Search code examples
rdataframedummy-variable

Imputing NAs for factorial variables NAs & Converting them to dummy variables


I have a dataframe, in which some of the variables (columns) are factorial, when for some records I have missing values (NA).

Questions are:

  1. What is the correct approach of replacing\imputing NAs in factorial variables?

    e.g VarX with 4 Levels {"A", "B", "C", "D"} - What would be the preferred value to replace NAs with? A\B\C\D? Maybe just 0? Maybe impute with the level that is the majority for this variable observations?

  2. How to implement such imputation, based on answer to 1?

  3. Once 1&2 resolved, I'll use the following to create dummy variables for the factorial variables:

     is.fact <- sapply(my_data, is.factor)
     my_data.dummy_vars <- dummy.data.frame(my_data[, is.fact], sep = ".")
    

Afterwards, how do I replace all the factorial variables in my_data with the dummy variables I've extracted into my_data.dummy_vars?

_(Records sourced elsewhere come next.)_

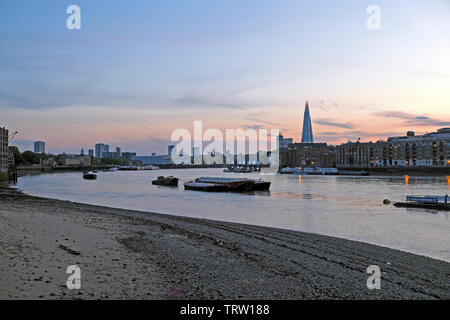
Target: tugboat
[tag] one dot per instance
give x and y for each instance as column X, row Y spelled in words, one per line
column 170, row 181
column 89, row 175
column 425, row 202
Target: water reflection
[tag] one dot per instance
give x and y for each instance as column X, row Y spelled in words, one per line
column 347, row 207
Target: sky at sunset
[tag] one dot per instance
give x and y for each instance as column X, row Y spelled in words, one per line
column 137, row 70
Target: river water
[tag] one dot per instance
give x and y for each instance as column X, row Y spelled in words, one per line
column 345, row 207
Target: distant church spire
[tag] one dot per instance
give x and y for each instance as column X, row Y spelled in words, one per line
column 307, row 136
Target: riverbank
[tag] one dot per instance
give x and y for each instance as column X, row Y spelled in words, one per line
column 127, row 254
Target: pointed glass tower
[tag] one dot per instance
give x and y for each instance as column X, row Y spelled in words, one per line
column 307, row 136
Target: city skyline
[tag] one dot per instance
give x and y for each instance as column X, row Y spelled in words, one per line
column 229, row 68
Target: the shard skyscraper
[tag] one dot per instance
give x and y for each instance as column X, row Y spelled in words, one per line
column 307, row 136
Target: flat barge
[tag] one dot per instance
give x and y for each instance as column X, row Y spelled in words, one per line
column 212, row 184
column 425, row 202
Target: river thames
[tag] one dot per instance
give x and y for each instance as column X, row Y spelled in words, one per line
column 340, row 206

My use case is to calculate principal components afterwards (Which needs all variables to have numerical values, thus the dummy variables)

Thanks


Solution

  • Thanks for clarifying your intentions - that really helps! Here are my thoughts:

    1. Imputing missing data is a non-trivial problem, and maybe a good question for the fine folks at crossvalidated. This is a problem that can only really be addressed in the context of the project, by you (the subject-matter expert). A big question is whether missing values are missing at random, or as a function of some other variables, and whether these are observed or unobserved. If you conclude that they're missing as a function of other (observed) variables, you might even consider a model-based approach, perhaps using GLM. The easiest approach by far (and if you don't have many missing values) is to just delete these rows with something like mydata2 <- mydata[!is.na(TheFactorInQuestion),] I'll say it again, imputation of missing data is a non-trivial problem that should be considered carefully and in context. Perhaps a good approach is to try a few methods of imputation and see if (and how) your inferences change. If they don't change (much), you'll know you don't need to worry.

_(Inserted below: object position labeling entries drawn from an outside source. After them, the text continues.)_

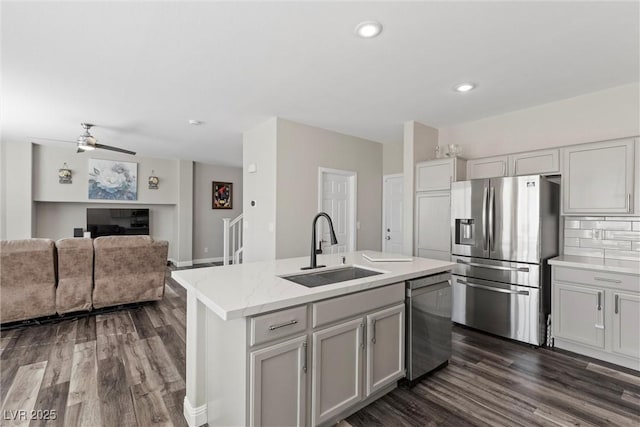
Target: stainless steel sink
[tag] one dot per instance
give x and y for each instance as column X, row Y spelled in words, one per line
column 320, row 278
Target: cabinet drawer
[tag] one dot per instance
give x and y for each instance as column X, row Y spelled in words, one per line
column 278, row 324
column 332, row 310
column 596, row 278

    2. Dropping rows instead could be done with a fairly simple mydata2 <- mydata[!is.na(TheFactorInQuestion),]. If you do any other form of imputation (in a sense, "making up" data), I'd advocate thinking long and hard about doing that before concluding that it's the right decision. And, of course, it might be.

    3. Joining two data.frames is pretty straightforward using cbind, something like my_data2 <- cbind(my_data, my_data.dummy_vars). If you need to remove the column with your factor data, my_data3 <- my_data2[,-5] if, for example, the factor data is in column 5.